Nancy has been a great addition to the TAGS foster team. Her very first foster dog was a husky mix who needed special treatment for a medical condition. But thanks to Nancy’s great attendance and big heart, even this special dog found her forever home within a couple of months.
How long have you been volunteering?
I have been volunteering since July 2012. I love what I do, and it’s so rewarding for me.
What made you decide to become a foster parent?
|Busted! Starr and the cat do get along|
There are so many reasons I volunteer. Most of all, it is very rewarding to see a dog go to its fur-ever home. I also love animals, and they love you back unconditionally. They are such a joy to have around, to play with, walk with and to love. There are so many animals out there that need homes that I thought this was a way in which I can give back to the community and not see so many animals put to sleep due to lack of room and no home to go to.
What’s the best and the worst things about being a foster mom?
The best part about being a foster parent is having a dog come into my home, not really knowing their background, and giving them the best life that they can have—by showing them how to learn new things and experience what it is truly like to be a dog. You ask if there is a worst part about being a foster parent, but there really isn’t anything bad about it—just when the dog is being adopted, it’s hard to see them go, but knowing that they are going to their fur-ever home makes it all worthwhile and definitely puts a smile on my face and makes me very happy.
When you have to, how do you choose a new name for your foster dog?
When a dog comes into my care, and I have to choose a name, I wait a few days before choosing one. I wait to see what type of personality they have. I look at how they interact and if they love attention, how they act with other animals in our household. Then I choose a name. I try to fit the personality with the name.
How do you usually solve any differences that come up between your foster dog and your own pets?
When it comes to solving differences between my foster and the pets we have, I talk to some of the volunteers who also foster or to Kathy (founder of TAGS), and overall the advice they give works. If I still am having a bit of an issue between the animals, I try to teach them on my own or bring them to classes that TAGS offers. I don’t treat my pets any different than my foster dog(s).
How did you deal with having to say goodbye to your first foster dog?
My first foster was Sasha, who has medical needs. It was very difficult to see her go to her new family. She was amazing, beautiful, and such a down-to-earth dog. The day before the adoption, I spent a lot of time with her, playing with her, walking with her outside and, yes, even talking to her. I told her she had to be a good girl and make me proud, which she has done. I gave her a lot of hugs and kisses and made her feel very special (something I do with all my fosters). The next day was the adoption, and I gave her a kiss and a big hug and passed her over to the family that was giving her a fur-ever home. It was a little difficult for me, for Sasha was my first foster and dealing with her medical condition, I had become very attached to her. But knowing that the family was going to give her a wonderful, loving home and lots of attention, I knew that this was the right family for her.

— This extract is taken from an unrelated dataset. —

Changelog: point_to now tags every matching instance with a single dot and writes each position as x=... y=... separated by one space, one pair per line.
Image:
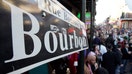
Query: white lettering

Do you have any funny or cute stories about being a foster?
|3 foster dogs – Harley, Starr and Layla|
A really cute story that happened recently with my foster Starr was when I was sitting down for breakfast. Starr is normally at my feet waiting for a piece of toast even though she has already been outside and had her breakfast. Well, after about 10 minutes, I noticed she wasn’t sitting and waiting for her toast. I decided to go look around the house for her to see if she was up to anything with the cats. I walked into my bedroom, and there she was asleep under the covers with her head on the pillow. I have never seen anything so cute as this, and she totally melted my heart. Starr probably stayed in bed till about 10, when I had to get her up finally to make my bed. I just thought this was the cutest thing ever and had to take a picture.
Now, that you have been a foster mom for a while, what would your advice be to new foster parents (or to people who are considering fostering)?
My advice to anyone who is considering being a foster parent or just recently became one is that not all animals are alike or are the perfect dog. Some will have medical issues, behaviour issues or training issues and may require a lot of attention. The dogs are not perfect, and sometimes the road for them may be a little long, but with patience, guidance, time and a lot of love, these dogs will overcome whatever issue they are dealing with. This is one of the most rewarding experiences I have had, and I definitely love what I do.